Customize the OS parameters of a node pool - Container Service for Kubernetes

If the default parameter settings of the node OS, such as Linux, do not meet your business requirements, you can customize the OS parameters of your node pools to improve OS performance. After you customize the OS parameters of a node pool, Container Service for Kubernetes (ACK) updates the nodes in the node pool in batches. The new OS parameters immediately take effect on existing nodes in the node pool. Newly added nodes also use the new OS parameters.

Limits

This feature is supported only by ACK clusters that run Kubernetes 1.28 and later. For more information, see Create an ACK managed cluster, Create an ACK dedicated cluster, and Create an ACK edge cluster. To update an ACK cluster, see Manually upgrade ACK clusters.

Usage notes

Dynamically modifying node OS configurations may change the configurations of existing pods on nodes. As a result, pods may be recreated. Before you modify node OS configurations, we recommend that you ensure the high availability of your applications.
Modifications to OS parameters may affect the Linux kernel, which may cause node performance degradation or unavailability. As a result, your applications may be affected. Before you modify an OS parameter in the production environment, we recommend that you learn the purpose of the parameter and test the impact of the parameter change.
Do not use other methods to modify OS parameters that are not allowed to be customized in the ACK console. Modifying OS parameters that are not allowed may lead to node unavailability or overwrite other OS parameter modifications. For example, if you manually modify the /etc/sysctl.d/99-k8s.conf file in the CLI, other configuration modifications you made may be overwritten when the system performs cluster O&M operations, such as cluster updates and custom parameter changes.

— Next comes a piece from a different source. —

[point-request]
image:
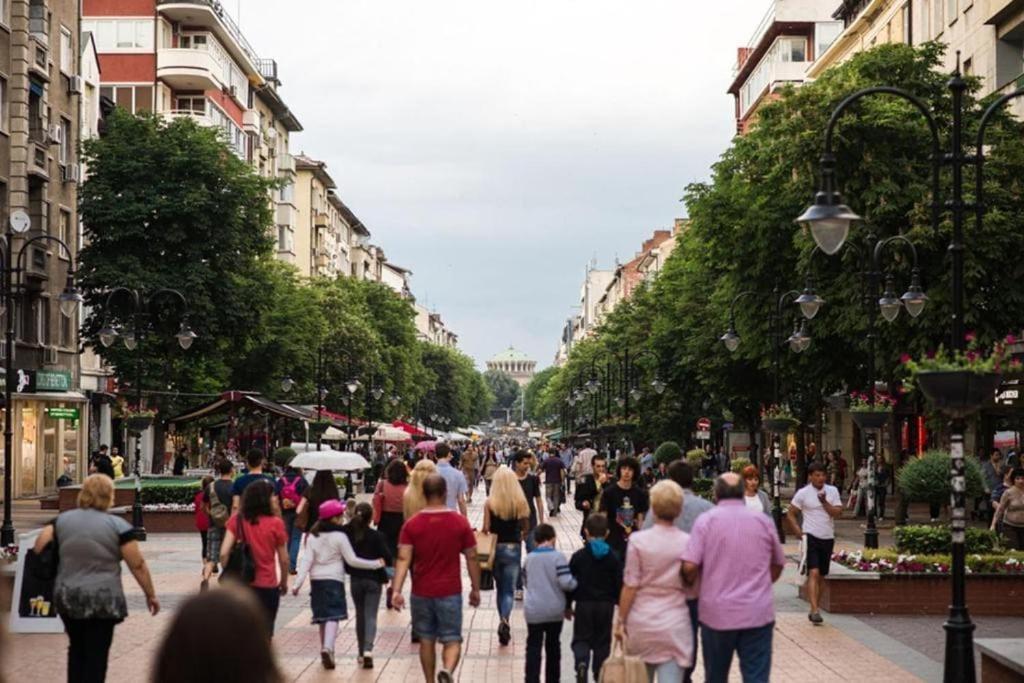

Customizable sysctl parameters in the ACK console

Parameter	Description	Default	Suggested value range
fs.aio-max-nr	The maximum number of asynchronous I/O operations supported by the system.	65536	[65536, 6553500]
fs.file-max	The maximum number of file handles that can be allocated by the system.	2097152	[8192, 12000500]
fs.inotify.max_user_watches	The maximum number of inotify watches that can be created by a user.	524288	[524288, 2097152]
fs.nr_open	The maximum number of file descriptors that can be allocated by a process.	1048576	[1000000, 20000500] The value of this parameter must be less than the value of the fs.file-max parameter.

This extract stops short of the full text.